Mon beau-frère est arrivé à la maison que j’ai payée pendant plus de huit ans avec deux valises et a dit : « Ouvrez, elle n’est plus à vous. »

Mon beau-frère est arrivé à la maison que j’ai payée pendant plus de huit ans avec deux valises et a dit : « Ouvrez, elle n’est plus à vous. »

Et alors j’ai compris que personne dans cette famille n’aurait pu imaginer ce qui allait se produire.

Qu’auriez-vous fait à la place de Mariana : rester silencieux pour le bien de votre famille ou défendre ce qu’elle a construit au prix d’années de travail ?

PARTIE 2

Le lendemain matin, Rodrigo est arrivé chez moi à Del Valle avec ses deux valises, une veste de marque et l’assurance absurde de quelqu’un qui croit qu’un mariage est légal. La caméra l’a filmé en train de poser la main sur le clavier, de taper un code, d’attendre, de froncer les sourcils et de réessayer.

La porte ne s’est pas ouverte.

« Mariana ! » cria-t-il dans l’interphone. « Arrête de faire une crise et parle ! »

J’étais à Puerto Vallarta, assise à la table de la cuisine, le regard perdu dans l’immensité de la mer. Sur l’écran de mon ordinateur portable, je voyais tout en direct. Je ne ressentais aucune joie. J’éprouvais une profonde tristesse, comme lorsqu’on finit par accepter que ceux qu’on aime aient été capables de nous trahir.

Mon père est arrivé vingt minutes plus tard. Il était en sueur et furieux, suivi de près par ma mère.

« Qu’est-ce qui ne va pas ? » demanda Rodrigo.

« Il a bloqué l’accès », a dit mon père. « Mais ne t’inquiète pas, ça peut être réparé. »

—Ils sont en train de la réparer ? Ernesto, hier soir, ils ont déclaré devant tout le monde que cette maison était à nous.

Mon père s’est approché de l’interphone et a baissé la voix, mais le microphone a capté chaque mot.

— Cela se fera une fois le changement officiel finalisé. Mariana n’aura aucun problème avec la justice. Elle finit toujours par pardonner.

Ma mère a ajouté :

—Et puis, si elle fait un scandale, tout le monde dira qu’elle est jalouse de sa sœur.

J’ai fermé les yeux.
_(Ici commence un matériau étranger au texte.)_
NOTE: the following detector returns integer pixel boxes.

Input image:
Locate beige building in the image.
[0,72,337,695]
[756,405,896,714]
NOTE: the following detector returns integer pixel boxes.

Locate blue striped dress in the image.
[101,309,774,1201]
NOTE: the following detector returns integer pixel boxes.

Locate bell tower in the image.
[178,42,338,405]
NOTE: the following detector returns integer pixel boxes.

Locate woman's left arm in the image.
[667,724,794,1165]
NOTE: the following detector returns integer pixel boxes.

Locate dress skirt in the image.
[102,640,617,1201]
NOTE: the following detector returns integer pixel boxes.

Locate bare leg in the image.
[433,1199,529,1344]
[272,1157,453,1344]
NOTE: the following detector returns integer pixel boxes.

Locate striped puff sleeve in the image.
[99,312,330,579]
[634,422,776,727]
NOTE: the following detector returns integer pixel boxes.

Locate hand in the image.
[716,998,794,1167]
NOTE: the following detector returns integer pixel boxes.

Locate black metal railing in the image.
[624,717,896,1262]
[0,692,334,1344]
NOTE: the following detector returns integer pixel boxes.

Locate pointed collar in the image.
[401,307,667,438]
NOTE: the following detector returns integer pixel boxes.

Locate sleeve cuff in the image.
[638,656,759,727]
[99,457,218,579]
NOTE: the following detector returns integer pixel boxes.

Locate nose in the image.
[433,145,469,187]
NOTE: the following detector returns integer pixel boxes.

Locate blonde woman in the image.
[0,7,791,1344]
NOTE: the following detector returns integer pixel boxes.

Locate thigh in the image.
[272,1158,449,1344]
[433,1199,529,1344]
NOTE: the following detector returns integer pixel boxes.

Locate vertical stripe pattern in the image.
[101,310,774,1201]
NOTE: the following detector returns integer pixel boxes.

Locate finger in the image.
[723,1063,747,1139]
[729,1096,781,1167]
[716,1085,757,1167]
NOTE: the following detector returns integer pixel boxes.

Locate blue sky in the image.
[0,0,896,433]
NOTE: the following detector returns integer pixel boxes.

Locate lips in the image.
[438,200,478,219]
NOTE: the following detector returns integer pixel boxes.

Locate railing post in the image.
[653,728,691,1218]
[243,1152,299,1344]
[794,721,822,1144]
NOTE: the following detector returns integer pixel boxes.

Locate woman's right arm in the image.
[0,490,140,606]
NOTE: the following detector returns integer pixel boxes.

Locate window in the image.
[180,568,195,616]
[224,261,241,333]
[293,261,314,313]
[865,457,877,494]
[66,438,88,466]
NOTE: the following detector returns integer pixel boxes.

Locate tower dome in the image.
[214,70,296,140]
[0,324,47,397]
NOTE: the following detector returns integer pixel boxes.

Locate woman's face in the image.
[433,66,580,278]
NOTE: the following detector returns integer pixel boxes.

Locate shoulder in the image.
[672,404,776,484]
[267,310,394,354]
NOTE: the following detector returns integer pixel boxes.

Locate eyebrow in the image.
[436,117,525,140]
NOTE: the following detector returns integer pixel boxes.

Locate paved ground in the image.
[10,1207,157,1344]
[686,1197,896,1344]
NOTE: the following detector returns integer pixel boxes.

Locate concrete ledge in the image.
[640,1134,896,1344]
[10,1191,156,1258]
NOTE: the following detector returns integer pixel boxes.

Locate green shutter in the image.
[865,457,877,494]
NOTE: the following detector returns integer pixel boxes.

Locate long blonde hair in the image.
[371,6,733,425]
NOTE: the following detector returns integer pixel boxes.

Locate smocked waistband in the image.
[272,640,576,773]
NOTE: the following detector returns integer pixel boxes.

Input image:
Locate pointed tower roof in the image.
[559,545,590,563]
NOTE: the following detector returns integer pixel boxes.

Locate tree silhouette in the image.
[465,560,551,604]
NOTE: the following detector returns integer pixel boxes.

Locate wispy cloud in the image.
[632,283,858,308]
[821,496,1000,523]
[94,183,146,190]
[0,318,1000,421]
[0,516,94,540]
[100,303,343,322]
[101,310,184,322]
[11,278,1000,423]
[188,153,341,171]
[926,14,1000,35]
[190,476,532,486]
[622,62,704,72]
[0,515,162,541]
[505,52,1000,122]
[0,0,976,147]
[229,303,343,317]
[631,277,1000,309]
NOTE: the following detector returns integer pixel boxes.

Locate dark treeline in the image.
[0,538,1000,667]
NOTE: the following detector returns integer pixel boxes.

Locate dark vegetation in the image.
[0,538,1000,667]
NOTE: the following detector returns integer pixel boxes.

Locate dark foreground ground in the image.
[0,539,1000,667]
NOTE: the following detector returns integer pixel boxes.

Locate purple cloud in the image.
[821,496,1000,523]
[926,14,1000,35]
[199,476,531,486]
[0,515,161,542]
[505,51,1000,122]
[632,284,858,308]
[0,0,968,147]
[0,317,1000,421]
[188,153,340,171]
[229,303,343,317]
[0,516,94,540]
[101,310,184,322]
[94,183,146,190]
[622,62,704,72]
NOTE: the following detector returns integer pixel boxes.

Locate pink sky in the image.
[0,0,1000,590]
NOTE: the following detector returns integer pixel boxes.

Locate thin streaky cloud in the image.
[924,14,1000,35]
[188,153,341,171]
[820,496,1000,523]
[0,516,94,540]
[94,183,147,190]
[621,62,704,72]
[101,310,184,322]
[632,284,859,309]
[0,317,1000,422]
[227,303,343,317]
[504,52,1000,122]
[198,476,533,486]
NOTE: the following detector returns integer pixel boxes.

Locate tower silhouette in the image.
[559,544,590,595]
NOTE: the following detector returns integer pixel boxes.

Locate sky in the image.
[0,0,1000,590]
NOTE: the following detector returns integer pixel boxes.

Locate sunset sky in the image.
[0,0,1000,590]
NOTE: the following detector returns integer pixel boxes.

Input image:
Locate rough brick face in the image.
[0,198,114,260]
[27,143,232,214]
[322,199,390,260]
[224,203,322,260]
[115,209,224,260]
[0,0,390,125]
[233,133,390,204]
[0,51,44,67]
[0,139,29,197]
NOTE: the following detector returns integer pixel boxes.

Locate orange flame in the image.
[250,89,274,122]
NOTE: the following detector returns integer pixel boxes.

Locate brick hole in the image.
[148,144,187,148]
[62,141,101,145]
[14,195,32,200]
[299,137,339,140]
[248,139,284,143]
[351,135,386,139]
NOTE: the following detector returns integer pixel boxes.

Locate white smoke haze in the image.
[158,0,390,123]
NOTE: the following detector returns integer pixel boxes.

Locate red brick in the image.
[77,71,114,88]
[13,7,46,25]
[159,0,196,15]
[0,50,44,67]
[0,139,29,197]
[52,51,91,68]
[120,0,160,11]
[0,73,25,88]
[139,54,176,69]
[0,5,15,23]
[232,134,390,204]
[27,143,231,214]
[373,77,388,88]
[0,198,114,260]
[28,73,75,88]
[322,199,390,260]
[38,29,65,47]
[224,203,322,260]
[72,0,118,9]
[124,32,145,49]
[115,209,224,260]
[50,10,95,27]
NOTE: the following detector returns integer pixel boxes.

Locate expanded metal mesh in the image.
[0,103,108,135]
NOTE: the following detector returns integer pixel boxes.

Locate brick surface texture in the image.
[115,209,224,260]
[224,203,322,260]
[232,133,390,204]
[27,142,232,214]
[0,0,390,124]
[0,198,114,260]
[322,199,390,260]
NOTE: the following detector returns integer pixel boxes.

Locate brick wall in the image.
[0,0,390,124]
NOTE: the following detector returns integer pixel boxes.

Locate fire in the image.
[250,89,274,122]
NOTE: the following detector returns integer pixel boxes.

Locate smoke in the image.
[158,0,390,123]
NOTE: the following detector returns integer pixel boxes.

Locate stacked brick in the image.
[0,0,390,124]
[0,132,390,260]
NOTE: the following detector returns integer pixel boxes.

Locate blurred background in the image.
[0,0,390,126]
Ce n’était plus seulement un vol. C’était une stratégie.

À 10 h, ils ont reçu la première notification notariale. À 11 h, Rodrigo a reçu la sienne. À midi, mon avocat a déposé une injonction pour empêcher tout déplacement sur la propriété. À 12 h 30, ma mère m’avait appelé 42 fois.

J’ai répondu 43.

« Qu’as-tu fait, Mariana ? » me cracha-t-il au visage.

—Comme toi, maman. J’utilise des documents. Seuls les miens sont authentiques.

—Cette maison est enregistrée au nom de votre père !

—En tant que propriétaire apparent. Contrat privé, reconnaissance de propriété et justificatif de paiement depuis mon compte. Signé par les deux parties.

Il y eut un silence.

Puis sa voix changea, devenant douce, presque maternelle.

—Ma fille, n’en fais pas trop. C’était une excellente façon d’aider ta sœur.

— Donner ce qui appartient aux autres, ce n’est pas aider, c’est voler.

Mon père a répondu au téléphone.

—Il n’est pas dans votre intérêt d’affronter votre famille.

—C’était pratique pour moi d’avoir une famille qui ne me trahirait pas.

J’ai raccroché.

Pendant trois jours, j’ai été prise à partie par tout le monde. Mes tantes, mes cousins, mes voisins, même ma marraine que je n’avais pas revue depuis l’enfance.

«Ne sois pas méchant.»

« Sofia vient de se marier. »

«Vous avez plus d’opportunités.»

Personne n’a demandé qui avait payé la maison. Personne n’a demandé pourquoi mes parents tenaient tant à plaire à Rodrigo.

C’est alors que Rodrigo a commis la plus grosse erreur.

Il est venu à mon appartement à Puerto Vallarta.

Il est arrivé avec Sofia, mes parents et un serrurier. La caméra dans le couloir a capté sa voix avec une clarté cristalline.

—S’il ne renonce pas à la maison au Mexique, nous garderons celle-ci. Après tout, cela fait partie de l’accord familial, non ?

Le forgeron hésita.

—J’ai besoin de l’autorisation du propriétaire.

Rodrigo sortit une feuille de papier.